Under Title IX schools must provide athletic opportunities to females that are proportionate to those provided to males. Courts do not require that complete equality occur overnight. Most courts engage in a three-pronged analysis to determine whether a school is fulfilling its obligations. First, the court examines whether athletic participation opportunities are provided to each sex in numbers substantially proportionate to their enrollment. If a school does not provide substantially proportionate participation opportunities, the court then determines whether the school can demonstrate a history of expanding the athletic programs for the underrepresented sex. If the school cannot so demonstrate, the court then asks whether the interests and abilities of the underrepresented sex have been accommodated by the school.
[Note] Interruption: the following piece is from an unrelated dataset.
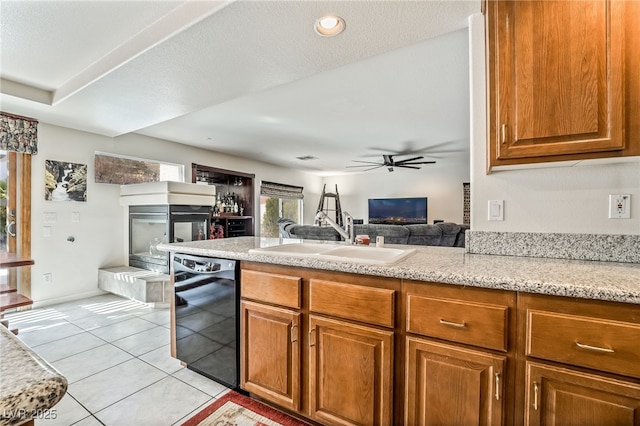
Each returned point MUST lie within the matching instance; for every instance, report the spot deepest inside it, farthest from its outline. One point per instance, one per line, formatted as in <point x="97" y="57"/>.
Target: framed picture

If the court finds that the school has not accommodated student-athletes of the underrepresented sex, it may rule that the school is in violation of Title IX and order the school to take affirmative steps toward more equal treatment between the sexes.
Traditionally, courts have differentiated between contact and noncontact sports in determining a female's right to participation. A school may refrain from offering a contact sport for females if the reasoning is not based on an archaic, paternalistic, overbroad view of women. Courts are hesitant to mandate the creation of new teams, but most have no problem ordering that qualified females be allowed to play on exclusively male teams.
Title IX was passed in 1972. Since that time, the number of female athletes in intercollegiate sports has increased from 30,000 to about 150,000 in 2003. However, the law has not been universally applauded. Several schools have cut minor men's programs, such as wrestling, swimming, and track, in order to comport with the ratios required under Title IX. Although advocates of Title IX dispute that the law is the sole reason for these programs being cut, coaches and other supporters of the minor men's programs have protested that Title IX is unfair to the male athletes involved in these sports.
In 2003, the Commission on Opportunity in Athletics, which was assembled by Secretary of Education Rod Paige, submitted a report to Paige suggesting that Title IX needed reform. The report suggested that the reform was necessary to save some men's sports in order to preserve men's opportunities to participate in athletics. The report was met with vocal opposition. Two women on the commission filed a minority report with Paige, and the president of the NCAA voiced his disapproval of the suggestions in the commission's report.
In addition to claims based on Title IX, sexbased classifications by publicly funded entities are also subject to equal protection claims. Courts review such claims under an intermediate standard of review. Specifically, a sex-based classification must serve an important government interest and must be substantially related to the achievement of that interest. High school girls in Arkansas used the Equal Protection Clause of the FOURTEENTH AMENDMENT to abolish a school rule that limited the girls' basketball games to half-court play. In Dodson v. Arkansas Activities Association, 468 F. Supp. 394 (1979), a federal district court in Arkansas ruled that the half-court rule deprived the girls of their equal protection rights because it was based solely on tradition and not on any supportable sex-based reason.